I want the last line to make you jealous.

I want you to Google it because you think I stole it. 

I want it to be so beautiful that it belongs in a different poem. 

It could be your last meal request. It could be my last will and testament. I want it to feel like the last line either of you will ever hear. 

I want the last line to harden your brain and make your heart soggy. I want your arteries to look like water balloons after I turn up the faucet full blast. 

I want it to kill everyone in this room. 

I want the last line to be a loaded handgun on a coffee table. A bottle of poison in an unlocked cabinet. The plug that your wife wants to leave in, but I hold it in my hand. 

Someone call the paramedics, please, because this poem is about to end. 

Call the audience's next of kin, get their loved ones on the phone and break the bad news. Order the floral arrangements and cue up the sad music.
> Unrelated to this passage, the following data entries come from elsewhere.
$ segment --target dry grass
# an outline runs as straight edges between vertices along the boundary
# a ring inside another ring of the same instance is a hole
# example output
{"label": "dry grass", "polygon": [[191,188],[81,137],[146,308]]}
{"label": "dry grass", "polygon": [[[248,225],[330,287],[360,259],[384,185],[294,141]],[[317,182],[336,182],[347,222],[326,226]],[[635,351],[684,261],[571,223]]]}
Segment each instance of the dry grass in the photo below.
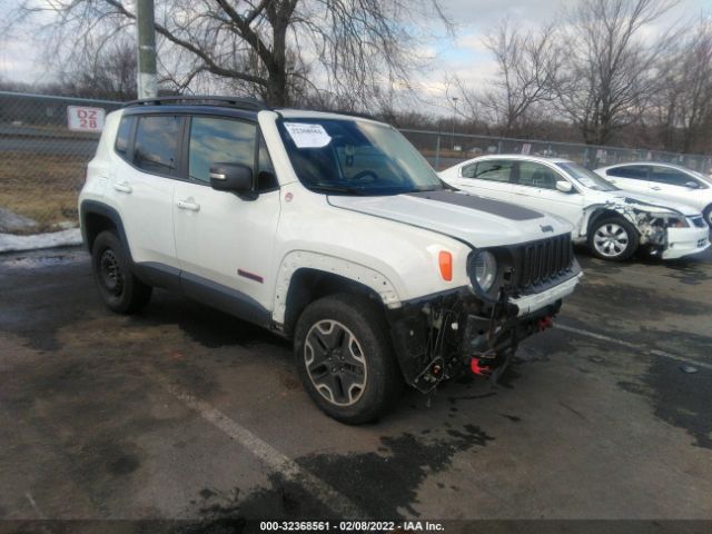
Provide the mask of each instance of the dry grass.
{"label": "dry grass", "polygon": [[38,227],[27,233],[57,229],[77,222],[77,197],[85,181],[87,160],[78,156],[2,152],[0,207],[30,217]]}

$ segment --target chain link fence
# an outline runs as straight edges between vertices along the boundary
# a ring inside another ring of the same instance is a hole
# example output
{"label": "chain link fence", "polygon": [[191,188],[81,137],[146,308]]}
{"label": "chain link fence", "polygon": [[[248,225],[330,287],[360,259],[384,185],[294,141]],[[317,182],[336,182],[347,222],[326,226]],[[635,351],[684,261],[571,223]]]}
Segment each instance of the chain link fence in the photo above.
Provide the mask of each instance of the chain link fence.
{"label": "chain link fence", "polygon": [[0,91],[0,233],[76,227],[77,196],[121,102]]}
{"label": "chain link fence", "polygon": [[443,170],[477,156],[522,154],[571,159],[590,169],[626,161],[663,161],[710,174],[712,156],[664,152],[659,150],[599,147],[536,139],[508,139],[487,136],[426,130],[400,130],[436,170]]}
{"label": "chain link fence", "polygon": [[[77,196],[103,115],[122,102],[0,91],[0,234],[31,235],[78,225]],[[442,170],[486,154],[572,159],[589,168],[621,161],[670,161],[709,172],[712,157],[652,150],[464,136],[404,129]]]}

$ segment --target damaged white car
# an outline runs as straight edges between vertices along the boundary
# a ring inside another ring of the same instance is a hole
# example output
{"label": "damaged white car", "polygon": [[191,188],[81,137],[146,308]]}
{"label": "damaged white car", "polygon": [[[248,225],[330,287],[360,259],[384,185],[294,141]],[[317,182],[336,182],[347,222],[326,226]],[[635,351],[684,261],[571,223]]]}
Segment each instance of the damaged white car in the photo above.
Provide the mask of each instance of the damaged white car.
{"label": "damaged white car", "polygon": [[575,226],[574,243],[602,259],[622,261],[639,247],[672,259],[710,246],[709,227],[694,208],[622,191],[566,159],[484,156],[439,176],[463,190],[563,217]]}

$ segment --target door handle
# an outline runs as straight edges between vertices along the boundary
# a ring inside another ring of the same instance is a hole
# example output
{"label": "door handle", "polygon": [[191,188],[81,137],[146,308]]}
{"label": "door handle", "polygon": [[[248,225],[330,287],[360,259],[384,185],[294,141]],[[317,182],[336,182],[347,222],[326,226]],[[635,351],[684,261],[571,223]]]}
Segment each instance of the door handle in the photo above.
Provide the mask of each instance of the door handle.
{"label": "door handle", "polygon": [[187,209],[189,211],[200,211],[200,205],[196,202],[192,198],[186,198],[185,200],[178,200],[176,202],[180,209]]}
{"label": "door handle", "polygon": [[134,190],[134,188],[131,186],[129,186],[129,184],[127,181],[115,181],[113,182],[113,188],[117,191],[126,192],[126,194],[130,194]]}

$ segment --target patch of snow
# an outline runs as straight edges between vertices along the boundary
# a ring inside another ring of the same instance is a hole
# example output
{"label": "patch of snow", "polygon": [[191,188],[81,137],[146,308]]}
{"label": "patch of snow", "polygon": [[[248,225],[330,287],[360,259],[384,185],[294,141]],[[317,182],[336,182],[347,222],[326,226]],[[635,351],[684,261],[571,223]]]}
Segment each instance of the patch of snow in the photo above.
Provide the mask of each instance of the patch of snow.
{"label": "patch of snow", "polygon": [[51,231],[49,234],[36,234],[33,236],[0,234],[0,253],[69,247],[75,245],[81,245],[81,230],[79,228]]}
{"label": "patch of snow", "polygon": [[37,220],[18,215],[6,208],[0,208],[0,231],[27,230],[37,226]]}

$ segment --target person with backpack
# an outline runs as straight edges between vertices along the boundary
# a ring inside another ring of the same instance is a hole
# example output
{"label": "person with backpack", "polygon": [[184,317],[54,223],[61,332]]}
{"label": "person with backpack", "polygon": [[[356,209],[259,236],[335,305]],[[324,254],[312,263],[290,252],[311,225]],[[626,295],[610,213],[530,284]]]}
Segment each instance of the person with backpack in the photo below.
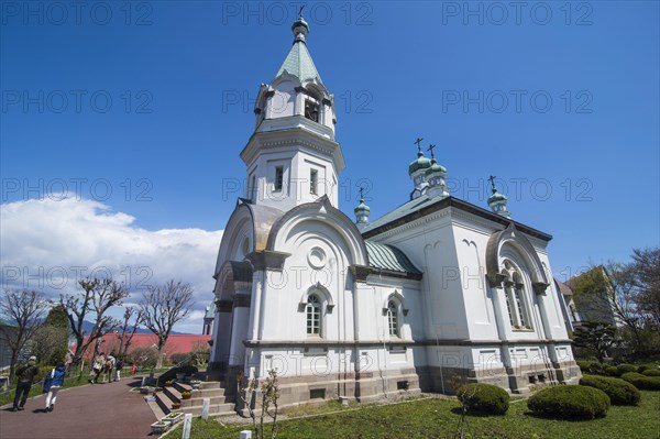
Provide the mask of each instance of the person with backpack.
{"label": "person with backpack", "polygon": [[110,352],[110,354],[108,356],[106,356],[106,377],[107,377],[107,382],[110,383],[112,382],[113,378],[113,373],[112,370],[114,369],[114,363],[117,362],[117,360],[114,359],[114,351]]}
{"label": "person with backpack", "polygon": [[103,352],[101,352],[94,359],[94,365],[91,367],[94,371],[94,377],[90,381],[91,384],[98,384],[99,375],[103,371],[105,364],[106,364],[106,354]]}
{"label": "person with backpack", "polygon": [[12,411],[22,410],[24,408],[28,396],[30,395],[30,389],[32,388],[32,382],[37,373],[38,367],[36,366],[36,356],[34,355],[30,356],[28,364],[16,370],[16,395],[14,396]]}
{"label": "person with backpack", "polygon": [[58,362],[55,369],[48,372],[48,375],[44,380],[44,393],[47,392],[46,396],[46,411],[53,411],[55,408],[55,400],[57,399],[57,392],[64,384],[64,375],[66,375],[66,366],[64,362]]}
{"label": "person with backpack", "polygon": [[121,358],[118,358],[117,362],[114,363],[114,381],[121,380],[121,370],[122,369],[123,369],[123,361],[121,360]]}

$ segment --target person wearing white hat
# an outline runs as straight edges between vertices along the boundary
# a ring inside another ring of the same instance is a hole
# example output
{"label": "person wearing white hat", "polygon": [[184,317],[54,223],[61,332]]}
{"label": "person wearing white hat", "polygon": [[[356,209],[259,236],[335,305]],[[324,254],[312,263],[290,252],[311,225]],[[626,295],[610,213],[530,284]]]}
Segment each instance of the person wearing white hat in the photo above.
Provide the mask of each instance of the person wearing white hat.
{"label": "person wearing white hat", "polygon": [[32,388],[32,382],[37,373],[38,367],[36,366],[36,356],[34,355],[30,356],[28,364],[16,370],[16,395],[14,396],[12,411],[22,410],[24,408],[28,396],[30,395],[30,388]]}

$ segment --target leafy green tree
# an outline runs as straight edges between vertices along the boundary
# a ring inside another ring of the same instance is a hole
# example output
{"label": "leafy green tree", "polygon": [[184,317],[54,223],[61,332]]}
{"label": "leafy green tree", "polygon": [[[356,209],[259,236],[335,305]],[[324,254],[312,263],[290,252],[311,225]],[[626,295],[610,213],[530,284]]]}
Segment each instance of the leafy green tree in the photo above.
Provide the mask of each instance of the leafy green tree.
{"label": "leafy green tree", "polygon": [[573,331],[573,342],[576,347],[591,351],[602,363],[615,342],[615,334],[616,327],[614,325],[586,321]]}
{"label": "leafy green tree", "polygon": [[34,334],[33,353],[41,363],[64,361],[68,350],[68,317],[62,305],[55,305]]}
{"label": "leafy green tree", "polygon": [[0,317],[8,325],[0,325],[0,336],[9,351],[9,377],[13,378],[19,355],[40,328],[48,300],[43,294],[28,289],[4,289],[0,298]]}

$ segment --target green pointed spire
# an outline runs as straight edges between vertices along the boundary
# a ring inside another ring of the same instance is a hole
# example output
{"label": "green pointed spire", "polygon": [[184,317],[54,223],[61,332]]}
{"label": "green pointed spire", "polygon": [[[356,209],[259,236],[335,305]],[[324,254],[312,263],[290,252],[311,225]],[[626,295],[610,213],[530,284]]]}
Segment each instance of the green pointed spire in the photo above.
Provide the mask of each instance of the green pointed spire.
{"label": "green pointed spire", "polygon": [[286,59],[277,70],[277,75],[275,77],[282,76],[285,72],[289,75],[294,75],[300,83],[306,83],[308,80],[317,80],[322,84],[321,77],[314,65],[314,61],[311,61],[311,55],[307,50],[307,43],[305,39],[309,33],[309,24],[302,19],[302,15],[298,17],[298,19],[292,25],[292,31],[294,32],[294,46],[289,51]]}

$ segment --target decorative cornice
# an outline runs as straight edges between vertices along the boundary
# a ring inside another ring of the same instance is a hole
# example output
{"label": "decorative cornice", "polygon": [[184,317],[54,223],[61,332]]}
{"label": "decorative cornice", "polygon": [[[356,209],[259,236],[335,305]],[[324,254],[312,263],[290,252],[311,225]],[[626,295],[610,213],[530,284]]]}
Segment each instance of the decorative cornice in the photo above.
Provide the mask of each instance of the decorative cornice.
{"label": "decorative cornice", "polygon": [[216,300],[216,312],[231,312],[232,300]]}
{"label": "decorative cornice", "polygon": [[233,299],[234,308],[250,308],[251,298],[246,294],[237,294]]}
{"label": "decorative cornice", "polygon": [[388,230],[393,230],[393,229],[396,229],[397,232],[402,231],[402,230],[405,230],[404,228],[402,228],[402,226],[405,226],[405,224],[407,224],[407,223],[409,223],[411,221],[415,221],[417,219],[430,216],[430,213],[440,211],[440,210],[446,209],[448,207],[452,207],[452,208],[455,208],[455,209],[459,209],[459,210],[462,210],[462,211],[475,215],[477,217],[485,218],[485,219],[487,219],[487,220],[490,220],[492,222],[504,224],[505,227],[508,227],[509,224],[514,223],[514,224],[516,224],[516,227],[518,228],[519,231],[521,231],[524,233],[527,233],[527,234],[529,234],[531,237],[539,238],[539,239],[541,239],[541,240],[543,240],[546,242],[548,242],[548,241],[550,241],[552,239],[552,235],[550,235],[548,233],[543,233],[543,232],[541,232],[539,230],[532,229],[532,228],[527,227],[525,224],[512,221],[510,219],[504,218],[504,217],[502,217],[502,216],[499,216],[497,213],[491,212],[491,211],[488,211],[486,209],[482,209],[479,206],[474,206],[474,205],[472,205],[470,202],[460,200],[460,199],[451,197],[451,196],[449,196],[447,198],[443,198],[443,199],[441,199],[441,200],[439,200],[437,202],[432,202],[429,206],[426,206],[426,207],[424,207],[424,208],[421,208],[419,210],[410,212],[410,213],[408,213],[408,215],[406,215],[404,217],[397,218],[397,219],[395,219],[393,221],[389,221],[389,222],[387,222],[387,223],[385,223],[383,226],[380,226],[380,227],[377,227],[375,229],[367,230],[367,231],[365,231],[363,233],[363,237],[365,239],[372,238],[372,237],[376,237],[376,235],[380,235],[380,234],[382,234],[382,233],[384,233],[384,232],[386,232]]}
{"label": "decorative cornice", "polygon": [[273,250],[262,250],[245,255],[245,259],[252,263],[254,270],[275,270],[282,271],[284,261],[290,256],[290,253],[275,252]]}
{"label": "decorative cornice", "polygon": [[276,348],[382,348],[385,345],[398,347],[505,347],[505,345],[554,345],[571,344],[572,340],[465,340],[465,339],[440,339],[440,340],[244,340],[245,348],[276,349]]}
{"label": "decorative cornice", "polygon": [[526,253],[526,259],[531,263],[528,270],[534,290],[536,294],[544,294],[549,282],[541,260],[536,253],[534,245],[531,245],[525,234],[518,231],[516,224],[513,222],[505,230],[495,232],[488,238],[488,243],[486,244],[486,277],[491,287],[501,287],[502,281],[504,281],[504,276],[499,272],[499,249],[502,243],[506,241],[515,242]]}
{"label": "decorative cornice", "polygon": [[373,272],[373,268],[371,266],[356,264],[350,265],[349,270],[351,271],[351,274],[353,275],[355,282],[366,282],[366,277]]}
Notify the 5 o'clock news, because there's about to be a massacre. 

"Not another mass killing," they'll say. "They were all so young," they'll say. "What is wrong with this country?" #prayforenliten

The media will debate whether or not to talk about me. On one hand, they'll want to focus on all of you: the victims. But they'll definitely want to know how I could do something like this. And I guess this is the answer:

I just wanted to bring language back from the dead.

I wanted the last line of this poem to break your heart. 

The kind of heartbreak that makes you write your own poem.